PROFESSOR DAVID SCHULTZ
Journal of Public Affairs Education
St Paul, Minnesota
But why it matters to us
But for its faults, the anti-PAP cybernuts like the TRE ranters, Tan Jee Say, Goh Meng Seng, Philip Ang if they really care about their fellow S’poreans (which incidentally I don’t think they do. They are S’pore haters.) are wrong to cheer the defeat of an initiative where PM invested so much time, and effort.
As BT says
The setback for the TPP comes at a crucial time for Singapore, which is in the middle of drawing up a blueprint for its future economy – one in which internationalisation figures prominently, in order for its economy to grow externally.
And growing Singapore’s external pie has become increasingly crucial, given that its economy can expect a “new normal” of only 2-3 per cent annual growth, said Deputy Prime Minister Tharman Shanmugaratnam in September.
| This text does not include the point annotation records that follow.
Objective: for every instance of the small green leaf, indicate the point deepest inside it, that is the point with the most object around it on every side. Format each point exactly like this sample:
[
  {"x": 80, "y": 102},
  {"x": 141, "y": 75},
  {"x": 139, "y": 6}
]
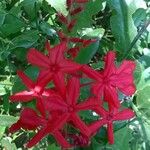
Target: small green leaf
[
  {"x": 122, "y": 138},
  {"x": 26, "y": 39},
  {"x": 7, "y": 121},
  {"x": 99, "y": 32},
  {"x": 18, "y": 86},
  {"x": 143, "y": 97},
  {"x": 122, "y": 24},
  {"x": 8, "y": 145},
  {"x": 2, "y": 130},
  {"x": 60, "y": 6},
  {"x": 86, "y": 54},
  {"x": 84, "y": 19},
  {"x": 53, "y": 147}
]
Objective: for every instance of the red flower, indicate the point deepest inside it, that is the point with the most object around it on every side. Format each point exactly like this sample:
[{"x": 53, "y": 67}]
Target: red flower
[
  {"x": 69, "y": 107},
  {"x": 35, "y": 90},
  {"x": 62, "y": 18},
  {"x": 54, "y": 66},
  {"x": 112, "y": 78},
  {"x": 30, "y": 120},
  {"x": 108, "y": 118}
]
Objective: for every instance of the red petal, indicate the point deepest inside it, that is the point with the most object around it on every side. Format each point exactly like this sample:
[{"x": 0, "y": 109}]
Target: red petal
[
  {"x": 128, "y": 90},
  {"x": 96, "y": 125},
  {"x": 98, "y": 90},
  {"x": 55, "y": 103},
  {"x": 57, "y": 53},
  {"x": 76, "y": 40},
  {"x": 110, "y": 133},
  {"x": 91, "y": 73},
  {"x": 109, "y": 64},
  {"x": 62, "y": 18},
  {"x": 38, "y": 137},
  {"x": 23, "y": 96},
  {"x": 76, "y": 11},
  {"x": 38, "y": 59},
  {"x": 127, "y": 67},
  {"x": 111, "y": 96},
  {"x": 68, "y": 66},
  {"x": 41, "y": 107},
  {"x": 59, "y": 82},
  {"x": 71, "y": 25},
  {"x": 60, "y": 121},
  {"x": 90, "y": 104},
  {"x": 44, "y": 77},
  {"x": 26, "y": 80},
  {"x": 124, "y": 115},
  {"x": 73, "y": 91},
  {"x": 69, "y": 3},
  {"x": 30, "y": 117},
  {"x": 15, "y": 127},
  {"x": 48, "y": 46},
  {"x": 61, "y": 140},
  {"x": 78, "y": 123}
]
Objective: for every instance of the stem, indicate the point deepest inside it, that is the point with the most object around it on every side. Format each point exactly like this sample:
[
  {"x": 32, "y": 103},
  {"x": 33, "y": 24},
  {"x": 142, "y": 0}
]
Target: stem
[{"x": 147, "y": 23}]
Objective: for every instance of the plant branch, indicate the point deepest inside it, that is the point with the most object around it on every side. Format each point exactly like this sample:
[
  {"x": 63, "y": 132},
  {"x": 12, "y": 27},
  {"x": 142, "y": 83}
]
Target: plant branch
[{"x": 147, "y": 23}]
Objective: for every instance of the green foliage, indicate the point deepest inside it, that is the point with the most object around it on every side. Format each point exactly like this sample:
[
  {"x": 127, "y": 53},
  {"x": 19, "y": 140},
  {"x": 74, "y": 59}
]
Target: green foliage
[
  {"x": 6, "y": 120},
  {"x": 114, "y": 23},
  {"x": 122, "y": 24}
]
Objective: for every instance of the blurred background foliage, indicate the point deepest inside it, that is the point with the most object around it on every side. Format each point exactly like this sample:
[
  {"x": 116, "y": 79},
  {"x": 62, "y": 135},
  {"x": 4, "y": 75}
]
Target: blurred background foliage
[{"x": 121, "y": 25}]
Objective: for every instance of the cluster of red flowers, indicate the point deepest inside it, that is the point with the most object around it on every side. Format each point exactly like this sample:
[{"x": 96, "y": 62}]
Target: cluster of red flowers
[{"x": 59, "y": 104}]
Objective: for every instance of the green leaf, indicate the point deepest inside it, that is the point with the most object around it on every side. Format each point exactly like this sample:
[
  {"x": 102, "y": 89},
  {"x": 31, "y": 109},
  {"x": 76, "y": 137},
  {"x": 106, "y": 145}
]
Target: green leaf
[
  {"x": 60, "y": 6},
  {"x": 139, "y": 16},
  {"x": 145, "y": 59},
  {"x": 2, "y": 130},
  {"x": 26, "y": 39},
  {"x": 138, "y": 72},
  {"x": 143, "y": 97},
  {"x": 84, "y": 19},
  {"x": 8, "y": 145},
  {"x": 86, "y": 54},
  {"x": 18, "y": 86},
  {"x": 29, "y": 7},
  {"x": 94, "y": 33},
  {"x": 122, "y": 24},
  {"x": 7, "y": 121},
  {"x": 145, "y": 79},
  {"x": 122, "y": 139},
  {"x": 11, "y": 25},
  {"x": 53, "y": 147},
  {"x": 2, "y": 17}
]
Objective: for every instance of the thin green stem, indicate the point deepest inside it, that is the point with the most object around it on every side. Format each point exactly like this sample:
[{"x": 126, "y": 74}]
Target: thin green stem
[{"x": 143, "y": 29}]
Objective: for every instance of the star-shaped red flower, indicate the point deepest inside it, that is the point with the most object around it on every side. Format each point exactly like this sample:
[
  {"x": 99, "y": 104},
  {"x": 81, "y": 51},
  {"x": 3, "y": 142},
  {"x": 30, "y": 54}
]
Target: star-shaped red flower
[
  {"x": 55, "y": 65},
  {"x": 35, "y": 90},
  {"x": 111, "y": 79},
  {"x": 30, "y": 120},
  {"x": 69, "y": 106}
]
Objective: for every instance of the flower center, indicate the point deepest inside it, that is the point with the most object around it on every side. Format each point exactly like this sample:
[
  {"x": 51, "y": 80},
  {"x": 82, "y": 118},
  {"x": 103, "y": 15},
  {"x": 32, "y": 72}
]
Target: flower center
[
  {"x": 54, "y": 68},
  {"x": 109, "y": 117},
  {"x": 106, "y": 80}
]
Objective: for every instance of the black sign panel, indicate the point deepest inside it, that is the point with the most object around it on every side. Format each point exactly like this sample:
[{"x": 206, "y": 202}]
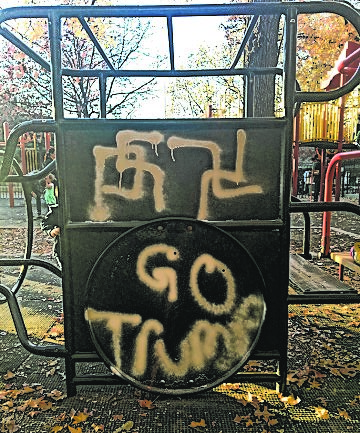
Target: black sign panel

Although it is expected to boost Singapore’s gross domestic product (GDP) by only 2 per cent by 2025, the increased trade activity is expected to strengthen the city state’s role as a regional entrepot hub.
Forget the BS about “a blueprint for its future economy” (such a plan comes around once every decade) but we benefit from globalisation especially in trade and finance, both of which are slowing down.
Martin Wolf of the FT on the global trade slowdown
“Between 1960 and 2015, world trade increased at an average rate of 6.6 per cent, in real terms, while output grew at an average rate of 3.5 per cent. Between 2008 and 2015, however, average annual growth of world trade was 3.4 per cent in real terms, while world output grew at 2.4 per cent. Not only has the growth of trade slowed, but the gap between trade growth and that of output also fell sharply.”
And as PM said, S’pore would find it very difficult to get as advantageous terms, in bi-lateral deals. We are too small.
So even if PM is gross over-paid compared to Ah Beng, Mat, Gregoh or Ah Neh, let’s not diss him for trying to secure the TPP and failing. Juz KPKB that he should take a 90% pay cut but won’t for failing a KPI that is really impt for S’pore.